Scholarly Duo Lectures

Thursday evenings, March 11 and 18, at 7:30 pm on Zoom

On two Thursday evenings in March, we will have the opportunity to convene again as a Zoom learning community for successive lectures by (married) professors Jessica Cooperman and Hartley Lachter. Joining us from the beautiful Lehigh Valley, Drs. Cooperman and Lachter will reexamine historical strategies of expressing and navigating Jewishness in challenging settings, both medieval and modern.

Dr. Hartley Lachter, March 11
Dr. Hartley Lachter, Chair of the Department of Religion Studies, Philip and Muriel Berman Chair in Jewish Studies, and director of the Berman Center for Jewish Studies at Lehigh University, whose scholarly focus is medieval Jewish mysticism, will give a lecture entitled What Can Kabbalah Teach Us About Jewish History? Kabbalah in the Middle Ages is often imagined as Judaism’s best kept secret, known only to a small elite. But an examination of kabbalistic sources reveals that Kabbalah was a very public form of Jewish knowledge. In fact, kabbalistic texts, including the famous Sefer ha-Zohar, addressed all of the pressing social and political issues facing Jews in their daily lives. In particular, Kabbalah provided medieval Jews with a way of understanding national trauma and historical misfortune as, secretly, steps on the path to Jewish redemption. Most importantly for Jews in Western Europe, Kabbalah responded to negative Christian depictions of Jews and Jewish disempowerment. The creativity of medieval kabbalists became a vital part of the legacy of how Jews have created their own historical narrative.

Dr. Lachter’s scholarly work explores how medieval Jewish-Christian debates, as well as disruptive moments of violence and forced conversion, shaped Jewish mystical literature. He is the author of Kabbalistic Revolution: Reimagining Judaism in Medieval Spain (Rutgers University Press 2014). His lecture will explore what kabbalistic texts can teach us about how Jews understood Jewish history—especially moments of crisis and setback—and how Kabbalah served as a form of resistance literature for many pre-modern Jews.

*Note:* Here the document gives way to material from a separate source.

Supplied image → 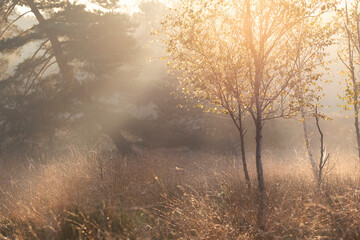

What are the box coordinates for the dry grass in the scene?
[0,148,359,239]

Dr. Jessica Cooperman, March 18
As we approach and prepare for Pesah, Dr. Jessica Cooperman, Associate Professor of Religion Studies and Director of Jewish Studies at Muhlenberg College, whose scholarship focuses on 20th-century American Judaism and Jewish culture, and on connections between religion and state policy, will give a lecture entitled Passover Seders and Jewish-Christian Engagement in Postwar America. Passover is often described as the quintessential American Jewish holiday, celebrated by more American Jews than any other religious ritual. Since the mid-20th century, however, seders have also been reinterpreted as auspicious sites for Jewish-Christian engagement. While early modern European Christian writing about Jews often depicted the seder as a mysterious, secretive Jewish domestic ritual with sinister associations with murder and blood libel, contemporary American engagements with Passover have radically altered this depiction. The seder has been moved out of an exclusively Jewish realm and reconceived as an opportunity for genuine connection between Jews and Christians through the celebration of a ritual that an increasing number of Christians have come to regard as an important part of their own heritage.

Dr. Cooperman’s book, Making Judaism Safe for America: World War I and the Origins of Religious Pluralism (NYU Press 2018), received an honorable mention for the bi-annual Saul Viener Book Prize in American Jewish History. Her current research explores sites of Jewish- Christian dialogue and engagement in the post-World War II period. This lecture will examine some of the ways American Jews and Christians have reimagined their engagement with the Passover seder, both together and separately, and consider how Jewish texts and practices associated with Passover have been reinterpreted in order to serve new purposes and communities. An exploration of these different approaches to the seder will offer us a window into the multiple and shifting dynamics of Jewish-Christian relations in the post-World War II United States.